As Time Explodes: Neil Young Live Album Proves He Still Has the Fire Inside Him

May 27, 2026

If the 2026 tour was cancelled, this excellent live recording from the previous run shows that the Canadian rocker still has no intention of hanging up his axe and going quiet. We’re here for it.

When, in February last year, Neil Young announced the cancellation of his European summer tour (13 dates including two French stops in Nîmes and Nancy with Elvis Costello and Charlie Sexton as the headline openers), we could fear the worst. The Canadian rocker, now 80, seemed determined to tour until he collapsed, until the end. Has that moment arrived? No, he swore in a tersely worded statement, justifying it with the need for a break, and, after apologies, this laconic line: “This is not the time.” So, in the meantime, we turn to this indulgent live document, chronicling his 2025 tour with his new band, The Chrome Hearts. This quartet makes something new out of the old and the young as well, blending the rhythm section of Promise of the Real, the group that backed Young in 2015, with the addition of another octogenarian, the organist Spooner Oldham, who played on Harvest (in 1972) and guitarist Micah Nelson who could easily be Neil’s son (even grandson) but has as his real father the outlaw Willie.

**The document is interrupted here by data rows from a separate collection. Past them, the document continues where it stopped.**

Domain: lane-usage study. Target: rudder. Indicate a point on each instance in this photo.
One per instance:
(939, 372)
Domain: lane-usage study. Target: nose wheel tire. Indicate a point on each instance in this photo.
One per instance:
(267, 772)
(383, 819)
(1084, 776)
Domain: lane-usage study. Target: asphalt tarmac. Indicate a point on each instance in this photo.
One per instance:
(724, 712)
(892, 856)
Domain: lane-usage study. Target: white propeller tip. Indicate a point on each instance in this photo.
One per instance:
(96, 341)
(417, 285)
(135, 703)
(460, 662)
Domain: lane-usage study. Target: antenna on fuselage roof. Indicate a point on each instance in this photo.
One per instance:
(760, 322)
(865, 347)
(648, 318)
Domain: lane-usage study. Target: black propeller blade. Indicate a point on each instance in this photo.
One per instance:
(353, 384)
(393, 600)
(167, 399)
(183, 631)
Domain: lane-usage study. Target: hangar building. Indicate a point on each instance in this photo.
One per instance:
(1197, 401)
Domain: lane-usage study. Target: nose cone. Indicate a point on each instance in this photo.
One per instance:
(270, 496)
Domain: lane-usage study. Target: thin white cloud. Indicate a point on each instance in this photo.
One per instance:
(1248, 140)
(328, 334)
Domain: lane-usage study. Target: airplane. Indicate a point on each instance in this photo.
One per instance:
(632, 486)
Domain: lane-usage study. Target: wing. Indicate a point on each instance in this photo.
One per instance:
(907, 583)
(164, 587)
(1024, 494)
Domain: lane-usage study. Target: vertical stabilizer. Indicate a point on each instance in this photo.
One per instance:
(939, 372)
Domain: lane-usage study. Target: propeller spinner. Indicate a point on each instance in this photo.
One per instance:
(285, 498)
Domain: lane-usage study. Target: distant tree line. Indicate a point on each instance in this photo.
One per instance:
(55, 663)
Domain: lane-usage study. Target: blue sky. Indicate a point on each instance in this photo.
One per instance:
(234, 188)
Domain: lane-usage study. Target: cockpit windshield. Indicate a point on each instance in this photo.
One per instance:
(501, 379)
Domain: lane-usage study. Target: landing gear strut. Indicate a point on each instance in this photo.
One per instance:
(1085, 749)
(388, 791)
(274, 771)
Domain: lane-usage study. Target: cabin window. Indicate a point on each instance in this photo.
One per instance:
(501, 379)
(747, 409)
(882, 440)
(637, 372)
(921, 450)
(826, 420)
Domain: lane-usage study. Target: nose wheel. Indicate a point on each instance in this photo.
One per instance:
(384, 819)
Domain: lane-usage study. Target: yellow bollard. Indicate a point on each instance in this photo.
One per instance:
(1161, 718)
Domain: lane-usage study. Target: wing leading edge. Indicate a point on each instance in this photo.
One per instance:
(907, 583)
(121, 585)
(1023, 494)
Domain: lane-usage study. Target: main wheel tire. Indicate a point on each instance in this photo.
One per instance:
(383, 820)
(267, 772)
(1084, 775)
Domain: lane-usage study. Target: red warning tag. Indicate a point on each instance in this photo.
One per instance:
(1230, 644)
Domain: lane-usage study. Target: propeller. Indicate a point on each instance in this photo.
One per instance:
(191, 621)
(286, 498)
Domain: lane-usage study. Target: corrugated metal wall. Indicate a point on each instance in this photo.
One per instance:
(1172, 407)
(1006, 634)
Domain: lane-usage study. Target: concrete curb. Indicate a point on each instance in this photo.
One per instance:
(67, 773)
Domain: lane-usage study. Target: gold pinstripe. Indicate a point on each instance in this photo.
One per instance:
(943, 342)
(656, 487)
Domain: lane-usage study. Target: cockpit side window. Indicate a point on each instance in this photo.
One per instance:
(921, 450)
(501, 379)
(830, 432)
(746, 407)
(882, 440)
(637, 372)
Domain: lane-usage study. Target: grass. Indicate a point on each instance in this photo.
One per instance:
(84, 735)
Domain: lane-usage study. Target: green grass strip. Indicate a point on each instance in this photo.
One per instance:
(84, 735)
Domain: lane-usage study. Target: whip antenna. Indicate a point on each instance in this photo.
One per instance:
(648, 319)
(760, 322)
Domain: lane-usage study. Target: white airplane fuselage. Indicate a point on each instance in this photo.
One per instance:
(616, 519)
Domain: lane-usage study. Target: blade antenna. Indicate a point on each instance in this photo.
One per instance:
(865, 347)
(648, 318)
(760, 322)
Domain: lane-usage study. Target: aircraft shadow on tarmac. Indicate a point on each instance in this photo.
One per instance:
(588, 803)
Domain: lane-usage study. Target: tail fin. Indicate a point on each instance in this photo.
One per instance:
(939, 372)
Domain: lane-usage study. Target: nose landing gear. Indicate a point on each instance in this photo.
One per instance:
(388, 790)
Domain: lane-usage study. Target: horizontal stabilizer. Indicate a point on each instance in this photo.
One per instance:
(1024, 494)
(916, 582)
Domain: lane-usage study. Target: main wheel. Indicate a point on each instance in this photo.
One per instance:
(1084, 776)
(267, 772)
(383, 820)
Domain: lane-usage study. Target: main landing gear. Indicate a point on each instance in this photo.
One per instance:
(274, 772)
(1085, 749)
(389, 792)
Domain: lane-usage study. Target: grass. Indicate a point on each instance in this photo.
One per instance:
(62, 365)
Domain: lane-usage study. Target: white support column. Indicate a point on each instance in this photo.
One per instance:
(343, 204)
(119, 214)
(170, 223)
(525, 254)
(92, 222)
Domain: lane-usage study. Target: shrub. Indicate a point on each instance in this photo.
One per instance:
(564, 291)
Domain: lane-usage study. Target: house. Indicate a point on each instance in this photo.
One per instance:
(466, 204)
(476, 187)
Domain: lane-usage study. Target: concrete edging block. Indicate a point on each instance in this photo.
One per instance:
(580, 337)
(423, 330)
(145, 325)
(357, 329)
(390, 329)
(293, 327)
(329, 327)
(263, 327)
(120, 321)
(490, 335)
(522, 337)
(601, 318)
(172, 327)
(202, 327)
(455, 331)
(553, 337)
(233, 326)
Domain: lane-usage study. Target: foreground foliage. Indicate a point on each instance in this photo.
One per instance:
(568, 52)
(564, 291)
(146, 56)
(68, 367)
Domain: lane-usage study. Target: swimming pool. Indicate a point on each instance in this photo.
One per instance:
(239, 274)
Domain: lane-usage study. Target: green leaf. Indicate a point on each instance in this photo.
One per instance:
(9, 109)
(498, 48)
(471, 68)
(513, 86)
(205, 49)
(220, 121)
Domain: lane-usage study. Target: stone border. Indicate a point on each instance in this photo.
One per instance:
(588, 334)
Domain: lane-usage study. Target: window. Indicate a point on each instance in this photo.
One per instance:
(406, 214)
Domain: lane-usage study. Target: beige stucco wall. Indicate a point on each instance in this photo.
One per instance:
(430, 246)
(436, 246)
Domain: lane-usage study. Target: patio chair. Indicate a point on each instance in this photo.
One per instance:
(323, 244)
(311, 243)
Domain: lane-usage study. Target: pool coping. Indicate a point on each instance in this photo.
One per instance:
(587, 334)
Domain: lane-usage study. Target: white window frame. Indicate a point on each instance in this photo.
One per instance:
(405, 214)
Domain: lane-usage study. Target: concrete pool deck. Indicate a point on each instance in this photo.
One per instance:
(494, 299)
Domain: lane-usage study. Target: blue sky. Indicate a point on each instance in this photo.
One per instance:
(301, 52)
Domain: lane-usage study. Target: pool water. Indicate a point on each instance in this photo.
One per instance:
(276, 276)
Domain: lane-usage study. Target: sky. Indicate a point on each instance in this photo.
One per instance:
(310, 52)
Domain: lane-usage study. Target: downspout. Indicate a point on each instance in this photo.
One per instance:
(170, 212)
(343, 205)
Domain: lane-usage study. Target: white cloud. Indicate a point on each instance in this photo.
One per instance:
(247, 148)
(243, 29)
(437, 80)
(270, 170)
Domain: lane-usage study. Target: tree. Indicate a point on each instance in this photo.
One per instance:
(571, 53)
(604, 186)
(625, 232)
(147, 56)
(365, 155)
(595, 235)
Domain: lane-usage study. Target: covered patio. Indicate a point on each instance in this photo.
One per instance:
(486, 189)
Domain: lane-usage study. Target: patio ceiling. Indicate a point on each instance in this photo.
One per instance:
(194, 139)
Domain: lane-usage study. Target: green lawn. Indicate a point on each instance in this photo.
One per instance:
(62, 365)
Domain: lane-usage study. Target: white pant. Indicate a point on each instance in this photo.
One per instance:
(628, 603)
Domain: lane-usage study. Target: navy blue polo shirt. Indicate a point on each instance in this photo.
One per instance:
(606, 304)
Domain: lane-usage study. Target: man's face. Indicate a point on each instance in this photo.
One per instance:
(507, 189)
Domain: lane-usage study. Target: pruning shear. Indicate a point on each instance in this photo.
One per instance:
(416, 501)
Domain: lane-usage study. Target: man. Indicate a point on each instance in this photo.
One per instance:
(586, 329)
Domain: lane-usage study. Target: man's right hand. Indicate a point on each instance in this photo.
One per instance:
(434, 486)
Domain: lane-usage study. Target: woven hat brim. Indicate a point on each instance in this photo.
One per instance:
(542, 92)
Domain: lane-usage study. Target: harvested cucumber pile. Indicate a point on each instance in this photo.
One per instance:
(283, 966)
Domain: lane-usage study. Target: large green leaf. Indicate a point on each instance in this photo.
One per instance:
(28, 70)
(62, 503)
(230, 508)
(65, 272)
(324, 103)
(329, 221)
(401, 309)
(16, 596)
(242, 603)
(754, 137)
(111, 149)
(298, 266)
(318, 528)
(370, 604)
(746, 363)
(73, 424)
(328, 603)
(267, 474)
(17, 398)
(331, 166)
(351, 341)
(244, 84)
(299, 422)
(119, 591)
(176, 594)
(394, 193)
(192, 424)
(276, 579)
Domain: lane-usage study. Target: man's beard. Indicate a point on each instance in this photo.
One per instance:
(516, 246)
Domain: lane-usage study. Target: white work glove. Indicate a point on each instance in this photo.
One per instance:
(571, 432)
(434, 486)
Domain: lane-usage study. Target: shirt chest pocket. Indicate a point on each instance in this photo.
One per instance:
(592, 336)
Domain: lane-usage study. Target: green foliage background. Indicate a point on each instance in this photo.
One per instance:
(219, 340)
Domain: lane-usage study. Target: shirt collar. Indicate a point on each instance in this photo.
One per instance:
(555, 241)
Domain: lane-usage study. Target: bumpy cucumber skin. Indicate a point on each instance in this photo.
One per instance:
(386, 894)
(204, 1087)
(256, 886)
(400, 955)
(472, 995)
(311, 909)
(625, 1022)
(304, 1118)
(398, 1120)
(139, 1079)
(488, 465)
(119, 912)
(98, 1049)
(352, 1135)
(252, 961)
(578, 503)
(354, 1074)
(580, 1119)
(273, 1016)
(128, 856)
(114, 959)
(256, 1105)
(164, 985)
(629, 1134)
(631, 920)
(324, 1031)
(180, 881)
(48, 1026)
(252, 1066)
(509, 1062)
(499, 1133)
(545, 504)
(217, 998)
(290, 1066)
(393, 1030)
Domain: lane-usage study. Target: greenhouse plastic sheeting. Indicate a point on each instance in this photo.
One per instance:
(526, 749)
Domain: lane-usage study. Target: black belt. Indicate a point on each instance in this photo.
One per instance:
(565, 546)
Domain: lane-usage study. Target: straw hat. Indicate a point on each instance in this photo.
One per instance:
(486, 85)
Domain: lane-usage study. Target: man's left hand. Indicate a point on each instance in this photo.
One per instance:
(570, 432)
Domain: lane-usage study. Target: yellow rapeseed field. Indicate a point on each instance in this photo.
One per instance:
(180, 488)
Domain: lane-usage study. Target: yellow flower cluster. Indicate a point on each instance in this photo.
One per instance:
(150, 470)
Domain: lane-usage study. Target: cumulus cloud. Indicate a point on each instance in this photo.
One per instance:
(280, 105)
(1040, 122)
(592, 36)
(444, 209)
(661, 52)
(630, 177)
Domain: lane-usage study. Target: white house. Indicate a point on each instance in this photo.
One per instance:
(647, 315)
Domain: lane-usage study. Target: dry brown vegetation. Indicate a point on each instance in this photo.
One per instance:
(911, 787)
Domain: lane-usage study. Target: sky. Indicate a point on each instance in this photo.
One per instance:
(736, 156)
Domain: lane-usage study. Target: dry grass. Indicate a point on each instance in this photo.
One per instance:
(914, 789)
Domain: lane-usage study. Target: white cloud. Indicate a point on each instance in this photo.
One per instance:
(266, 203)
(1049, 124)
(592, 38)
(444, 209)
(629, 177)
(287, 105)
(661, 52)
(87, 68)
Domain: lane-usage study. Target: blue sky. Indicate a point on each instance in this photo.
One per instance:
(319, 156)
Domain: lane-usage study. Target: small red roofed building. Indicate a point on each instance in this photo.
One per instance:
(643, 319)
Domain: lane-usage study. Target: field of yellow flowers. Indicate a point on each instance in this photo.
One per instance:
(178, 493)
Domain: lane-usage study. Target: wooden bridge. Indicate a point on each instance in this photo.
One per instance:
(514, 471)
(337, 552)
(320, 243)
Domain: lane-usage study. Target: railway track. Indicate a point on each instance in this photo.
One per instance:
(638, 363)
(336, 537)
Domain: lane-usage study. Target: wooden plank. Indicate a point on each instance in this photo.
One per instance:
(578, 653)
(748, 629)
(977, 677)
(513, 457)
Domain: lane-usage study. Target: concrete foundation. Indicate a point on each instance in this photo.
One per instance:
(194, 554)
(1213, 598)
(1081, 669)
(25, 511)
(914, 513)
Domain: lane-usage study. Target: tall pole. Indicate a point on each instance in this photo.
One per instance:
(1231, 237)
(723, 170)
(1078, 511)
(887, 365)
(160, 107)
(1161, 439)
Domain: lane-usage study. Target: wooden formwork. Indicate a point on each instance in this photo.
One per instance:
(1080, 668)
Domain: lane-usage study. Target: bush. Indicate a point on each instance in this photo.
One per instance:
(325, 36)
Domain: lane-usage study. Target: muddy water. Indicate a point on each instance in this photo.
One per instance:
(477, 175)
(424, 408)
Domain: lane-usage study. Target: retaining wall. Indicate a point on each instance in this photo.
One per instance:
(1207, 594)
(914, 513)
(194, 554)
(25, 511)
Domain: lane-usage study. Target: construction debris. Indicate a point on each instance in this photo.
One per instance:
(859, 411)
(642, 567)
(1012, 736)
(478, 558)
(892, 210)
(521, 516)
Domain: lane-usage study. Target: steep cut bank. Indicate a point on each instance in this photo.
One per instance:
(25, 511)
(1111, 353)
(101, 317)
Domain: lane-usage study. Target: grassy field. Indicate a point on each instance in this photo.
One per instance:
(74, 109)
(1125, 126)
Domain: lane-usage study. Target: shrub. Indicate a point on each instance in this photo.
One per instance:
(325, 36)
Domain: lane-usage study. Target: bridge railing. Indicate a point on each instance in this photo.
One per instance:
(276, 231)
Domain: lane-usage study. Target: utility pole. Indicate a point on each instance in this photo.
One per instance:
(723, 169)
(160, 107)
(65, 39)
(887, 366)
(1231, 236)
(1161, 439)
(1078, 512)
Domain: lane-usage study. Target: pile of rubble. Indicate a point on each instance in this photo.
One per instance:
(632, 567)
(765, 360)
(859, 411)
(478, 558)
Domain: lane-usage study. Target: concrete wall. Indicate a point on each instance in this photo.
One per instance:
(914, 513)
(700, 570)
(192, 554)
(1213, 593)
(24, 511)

With this new outfit, Young indulged in what he prefers: revisiting his gargantuan repertoire by including ultra-celebrated peaks, while sidelining others, all while spotlighting lesser-known or newer songs. As Time Explodes is thus a snapshot of the current favorites of this lumberjack-looking rocker who vacillates between a greatest-hits approach and more offbeat detours. One might wonder forever why he left out Ambulance Blues, which, rarely performed by a band, opened the most recent Paris concert and about twenty other European dates with a great deal of emotion. But he has his reasons, such as preferring Vampire Blues (excerpt from the same cult album On the Beach). In the middle of the record, you’ll find the most urgent and contemporary Big Crime, a MAGA-burner recorded last August. Following it — and this is hardly a coincidence — is the softer yet still sharp Long Walk Home, performed on piano and harmonica. Young reworks this protest song from 1987 and Reagan, replacing the Vietnam War allusion with the one currently in Ukraine.

An Electric Rage

Well supported by these Chrome Hearts, who know their craft and carry heart, the survivor from the north has his own formula for a successful live show. He saves only one track from his latest studio album Talkin to the Trees, the first with his new band, drawing from songs written for Crosby, Stills, Nash and Young – Ohio but also the less obvious and equally catchy Looking Forward and Name Of Love. And then there are the classics, the eternal bravura numbers you can’t tire of, performed with intensity and electric fury by the musicians. Perfect for air guitar, Cortez the Killer and Like a Hurricane, with an atmospheric intro before the storm, flank After the Gold Rush, still as delicate. It’s inevitably a somewhat truncated reflection of a tour that was nonetheless very solid, and this live record offers irrational hope that Young’s career will never truly end.

As Time Explodes (Reprise/Warner Records). Release on May 29.